ATESSA. Scioperano oggi oltre alla Fiom gli iscritti della Uilm della Sevel, la più grande fabbrica d’Abruzzo – produce i furgoni DuCato – , in Val di Sangro. Le ragioni tuttavia sono diverse. La...

ATESSA. Scioperano oggi oltre alla Fiom gli iscritti della Uilm della Sevel, la più grande fabbrica d’Abruzzo – produce i furgoni DuCato – , in Val di Sangro.

Le ragioni tuttavia sono diverse.

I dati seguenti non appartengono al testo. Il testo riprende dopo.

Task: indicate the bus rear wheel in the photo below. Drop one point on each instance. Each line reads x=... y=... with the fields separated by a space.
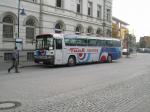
x=109 y=59
x=71 y=61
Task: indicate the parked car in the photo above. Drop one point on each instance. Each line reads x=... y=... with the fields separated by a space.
x=125 y=52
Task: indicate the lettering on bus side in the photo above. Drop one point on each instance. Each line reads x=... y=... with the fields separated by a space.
x=76 y=50
x=82 y=50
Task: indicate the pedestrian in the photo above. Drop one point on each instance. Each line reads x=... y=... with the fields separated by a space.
x=15 y=55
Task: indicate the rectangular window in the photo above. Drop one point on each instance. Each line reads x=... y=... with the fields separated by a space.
x=90 y=8
x=7 y=31
x=30 y=56
x=30 y=33
x=99 y=11
x=81 y=42
x=58 y=44
x=108 y=15
x=7 y=56
x=59 y=3
x=79 y=6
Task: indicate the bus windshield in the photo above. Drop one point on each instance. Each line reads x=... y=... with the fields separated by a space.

La Fiom-Cgil critica il metodo "unilaterale" di scelta dell'azienda di chiudere lo stabilimento per le elezioni e di recuperare di sabato e domenica pagando però in regime ordinario.

La Uilm si rifà invece alla rottura del 6 giugno a Torino della trattativa per il rinnovo del Ccsl che per il sindacato rappresenta “lo schiaffo” della Fiat agli oltre 80mila dipendenti del gruppo e che colpisce particolarmente i 6mila lavoratori della Sevel «che dopo tanto lavoro, hanno il diritto di ricevere anche quei pochi soldi del contratto nazionale».

Per la Uilm il mancato rinnovo del Ccsl Fiat «non significa solo perdere salario, ma anche tutte le parti normative trattate nel corso di questi mesi». Di qui il blocco dello straordinario e delle flessibilità per tutti gli stabilimenti del gruppo Fiat-Chrysler e Cnh industrial. (d.d.l.)